Ambrosio se escurrió por la de la derecha y llegó a una especie de claustro
acristalado con un patio en medio a cielo abierto. En él había setos, arriates
y árboles cuya altura sobrepasaba la del edificio; también, un pequeño estanque
en el que flotaban unos patos.
Desde
el pasillo que circundaba el patio se accedía a las aulas. Los jóvenes se
encontraban en su inmensa mayoría sentados en los banquillos esparcidos a lo
largo de la pared. Unos fumaban, otros charlaban u hojeaban apuntes. Poco a
poco, sin que hubiera una señal de aviso, los estudiantes se fueron perdiendo
dentro de la maraña de asientos de las clases; las puertas de las aulas se
cerraron y los bancos se quedaron vacíos. Alrededor de los ceniceros había
cigarrillos que humeaban, así como envoltorios diversos que no habían sido encestados
en el aro de la papelera. Los murmullos procedentes de las clases se fueron
apagando y el silencio reinó en la paz del convento.
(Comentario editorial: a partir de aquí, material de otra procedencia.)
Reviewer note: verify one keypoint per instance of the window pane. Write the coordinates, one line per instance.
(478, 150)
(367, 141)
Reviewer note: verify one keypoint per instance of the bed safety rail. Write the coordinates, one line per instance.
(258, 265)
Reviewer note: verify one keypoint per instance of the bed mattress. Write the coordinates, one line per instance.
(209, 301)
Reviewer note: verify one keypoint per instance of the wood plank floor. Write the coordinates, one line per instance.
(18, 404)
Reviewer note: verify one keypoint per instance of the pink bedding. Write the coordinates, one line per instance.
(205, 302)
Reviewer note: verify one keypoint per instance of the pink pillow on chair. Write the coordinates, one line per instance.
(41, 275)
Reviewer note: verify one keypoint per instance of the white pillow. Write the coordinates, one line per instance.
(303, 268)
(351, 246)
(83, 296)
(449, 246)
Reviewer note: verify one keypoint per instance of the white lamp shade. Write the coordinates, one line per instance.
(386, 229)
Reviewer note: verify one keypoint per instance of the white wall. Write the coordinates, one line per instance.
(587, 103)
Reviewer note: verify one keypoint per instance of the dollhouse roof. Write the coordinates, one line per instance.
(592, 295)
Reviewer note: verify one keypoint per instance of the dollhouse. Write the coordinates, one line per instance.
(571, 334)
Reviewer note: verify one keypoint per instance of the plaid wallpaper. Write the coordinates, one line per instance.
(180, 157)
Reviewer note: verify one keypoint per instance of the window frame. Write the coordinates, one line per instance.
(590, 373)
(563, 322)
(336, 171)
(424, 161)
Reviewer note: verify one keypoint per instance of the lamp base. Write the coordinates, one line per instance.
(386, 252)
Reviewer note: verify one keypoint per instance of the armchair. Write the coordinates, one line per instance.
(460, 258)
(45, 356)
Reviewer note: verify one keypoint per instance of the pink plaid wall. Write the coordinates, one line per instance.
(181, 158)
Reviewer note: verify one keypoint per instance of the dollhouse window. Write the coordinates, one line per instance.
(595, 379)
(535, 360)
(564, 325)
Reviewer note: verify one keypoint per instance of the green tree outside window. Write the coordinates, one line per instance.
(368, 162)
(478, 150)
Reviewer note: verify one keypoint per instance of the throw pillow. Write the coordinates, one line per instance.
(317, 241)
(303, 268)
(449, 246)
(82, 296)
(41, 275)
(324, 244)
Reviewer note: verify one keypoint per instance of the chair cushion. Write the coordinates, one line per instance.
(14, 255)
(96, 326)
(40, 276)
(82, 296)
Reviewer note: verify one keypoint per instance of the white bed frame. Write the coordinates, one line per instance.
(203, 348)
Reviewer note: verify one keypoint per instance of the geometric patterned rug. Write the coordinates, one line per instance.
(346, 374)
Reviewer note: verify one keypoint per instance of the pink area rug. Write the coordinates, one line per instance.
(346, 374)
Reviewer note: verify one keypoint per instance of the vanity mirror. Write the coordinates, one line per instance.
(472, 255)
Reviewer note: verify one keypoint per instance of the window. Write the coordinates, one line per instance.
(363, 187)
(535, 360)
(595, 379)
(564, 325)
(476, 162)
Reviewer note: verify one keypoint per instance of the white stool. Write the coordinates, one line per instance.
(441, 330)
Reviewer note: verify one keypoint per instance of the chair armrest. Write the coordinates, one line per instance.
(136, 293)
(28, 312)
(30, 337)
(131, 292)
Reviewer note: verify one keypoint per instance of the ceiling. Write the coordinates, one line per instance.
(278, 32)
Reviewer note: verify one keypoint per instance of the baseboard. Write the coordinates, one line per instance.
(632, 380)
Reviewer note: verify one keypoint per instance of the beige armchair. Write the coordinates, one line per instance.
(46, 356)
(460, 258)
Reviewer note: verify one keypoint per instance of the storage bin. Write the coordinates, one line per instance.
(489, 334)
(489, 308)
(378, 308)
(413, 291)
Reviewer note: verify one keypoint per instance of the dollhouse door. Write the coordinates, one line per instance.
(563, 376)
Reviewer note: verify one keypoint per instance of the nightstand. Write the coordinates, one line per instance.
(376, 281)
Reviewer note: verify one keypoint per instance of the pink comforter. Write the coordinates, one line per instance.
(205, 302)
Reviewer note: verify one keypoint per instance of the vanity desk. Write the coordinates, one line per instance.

De vez en cuando se dejaba
escuchar alguna voz estentórea y amenazante de algún profesor que amonestaba a
sus alumnos.
Ambrosio
fue avanzando a lo largo del pasillo, acercándose a los tablones de anuncios y
leyendo la información de numerosos y amalgamados papeles con ofertas de
habitaciones de alquiler en pisos de estudiantes, venta de libros, compra de
apuntes, convocatorias de actos culturales y conferencias, proyección de
películas, fechas de múltiples fiestas, bailes y marchas discotequeras,
mecanografiado de tesinas y apuntes, panfletos de agrupaciones políticas y de
universitarios católicos… Aquellos escaparates eran los más entretenidos. Había
otros, protegidos por cristal, en los que la información era meramente
académica y oficial y resultaban más prosaicos y anodinos: horarios, relación
de asignaturas y profesores, listas de notas, avisos de cobro de matrículas,
requisitos de becarios, convocatorias de exámenes… Ambrosio hasta se interesó
por la oferta de libros que se exponían en una vitrina y que habían sido
escritos por los insignes doctores de la misma facultad. Para su asombro
descubrió que ninguno era de bellas artes, sino referidos a psicología. «Bueno,
será posible que no acierte con la dichosa facultad. Solo me faltaría que me
hubiera equivocado de nuevo. ¡Estamos bien! Me voy a tirar toda una santa
mañana para saber dónde se encuentra la puñetera universidad».
Avanzando
con la intención de regresar al vestíbulo, descubrió la cafetería, que estaba
de bote en bote. Le apeteció tomar un café y no se cortó en entrar, aunque no
pudo disipar el temor a que le formularan la tan temible pregunta de si era él
un estudiante para andar merodeando a su libre albedrío por el centro. Sin
embargo, nadie se metió con él.
Al
camarero que tan diligente y raudamente le sirvió le preguntó en qué facultad
se encontraba, y le confirmó que, efectivamente, era la de Psicología, pero la
cafetería era de las dos, de Psicología y de Bellas Artes.
—Fíjate
en los lienzos que cuelgan de la pared. Bellas Artes se encuentra nada más
atravesar la puerta que te vas a encontrar al salir al pasillo. O, si vuelves a
la entrada, el ala de la izquierda es Bellas Artes —le respondió el camarero
gordito cuyo cometido era la de tirar cafés en la máquina.